The process of eviction and throttle is the same, except that it is necessary to judge whether the pod has been expelled when operating the pod; Take out a pod that has not been executed, execute the eviction operation, calculate the released metric resources, and subtract the released value from the corresponding water level until the current metric waterline requirements are met

metricsEvictQuantified, MetricsNotEvcitQuantified := EvictWaterLine.DivideMetricsByEvictQuantified()

if len(MetricsNotEvcitQuantified) != 0 {
    highestPrioriyMetric := e.EvictWaterLine.GetHighestPriorityEvictAbleMetric()
    if highestPrioriyMetric != "" {
        e.evictPods(ctx, &totalReleased, highestPrioriyMetric)
    }
} else {
    EvictGapToWaterLines = buildGapToWaterLine(ctx.getStateFunc(), ThrottleExecutor{}, *e)
	if EvictGapToWaterLines.HasUsageMissedMetric() {
        highestPrioriyMetric := EvictWaterLine.GetHighestPriorityEvictAbleMetric()
        if highestPrioriyMetric != "" {
            e.evictPods(ctx, &totalReleased, highestPrioriyMetric)
        }
    } else {
		wg := sync.WaitGroup{}
        var released ReleaseResource
        for _, m := range metricsEvictQuantified {
            if MetricMap[m].SortAble {
                MetricMap[m].SortFunc(e.EvictPods)
            } else {
                execsort.GeneralSorter(e.EvictPods)
            }
    
            for !EvictGapToWaterLines.TargetGapsRemoved(m) {
                if podinfo.HasNoExecutedPod(e.EvictPods) {
                    index := podinfo.GetFirstNoExecutedPod(e.EvictPods)
                    released = MetricMap[m].EvictFunc(&wg, ctx, index, &totalReleased, e.EvictPods)
    
                    e.EvictPods[index].HasBeenActioned = true
                    ctx.EvictGapToWaterLines[m] -= released[m]
                }
            }
        }
        wg.Wait()
        }
    
}

Non-Goals/Future Work

Currently, only the precise operation of CPU usage is supported, but the framework can be reused.
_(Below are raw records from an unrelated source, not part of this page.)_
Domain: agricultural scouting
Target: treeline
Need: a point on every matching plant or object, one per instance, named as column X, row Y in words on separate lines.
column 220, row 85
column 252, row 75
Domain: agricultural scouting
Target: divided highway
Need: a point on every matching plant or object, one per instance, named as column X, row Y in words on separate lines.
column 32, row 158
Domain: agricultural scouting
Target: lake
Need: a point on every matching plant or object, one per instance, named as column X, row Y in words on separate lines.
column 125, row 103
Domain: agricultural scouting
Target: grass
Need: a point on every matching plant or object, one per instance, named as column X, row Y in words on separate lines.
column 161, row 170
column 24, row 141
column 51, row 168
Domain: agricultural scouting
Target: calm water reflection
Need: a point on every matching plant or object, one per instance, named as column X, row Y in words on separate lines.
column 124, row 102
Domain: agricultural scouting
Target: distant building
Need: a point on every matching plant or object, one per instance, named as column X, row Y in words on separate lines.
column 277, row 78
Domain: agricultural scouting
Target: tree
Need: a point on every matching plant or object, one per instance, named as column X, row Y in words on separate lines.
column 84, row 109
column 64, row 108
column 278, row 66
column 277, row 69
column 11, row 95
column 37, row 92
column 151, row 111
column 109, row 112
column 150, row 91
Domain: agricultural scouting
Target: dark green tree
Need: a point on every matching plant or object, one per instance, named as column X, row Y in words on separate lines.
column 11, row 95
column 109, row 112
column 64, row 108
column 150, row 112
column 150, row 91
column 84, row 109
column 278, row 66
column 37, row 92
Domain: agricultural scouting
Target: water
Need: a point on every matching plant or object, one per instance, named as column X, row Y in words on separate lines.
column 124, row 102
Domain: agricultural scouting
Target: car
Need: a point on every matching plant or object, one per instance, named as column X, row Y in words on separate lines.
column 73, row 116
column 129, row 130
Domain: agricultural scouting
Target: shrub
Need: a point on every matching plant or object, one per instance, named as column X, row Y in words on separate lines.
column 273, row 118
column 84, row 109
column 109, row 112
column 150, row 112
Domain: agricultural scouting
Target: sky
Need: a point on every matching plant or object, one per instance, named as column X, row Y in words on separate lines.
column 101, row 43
In the future, the framework based on precise control can achieve precise control of more dimensional indicators.
In the process of precise control, only the release of metric is considered at present, and the interaction between different metrics is not considered. For example, when pressing CPU usage, memory usage will also be affected. If there are many indicators, the relationship between different indicators will be very complex, so the direct interaction of different metrics will not be considered for the time being.

User Stories

Users can use crane agent for better QOS guarantees. Support faster node load reduction to ensure that high priority services are not affected. At the same time, the throttle/eviction of low priority services is precisely controlled to avoid excessive operation.
With the help of the framework of precise operation (throttle/eviction), users can easily realize the QOS function with precise operation and sorting capability based on the user-defined metric without paying attention to details by implementing the attributes and methods related to the user-defined metric.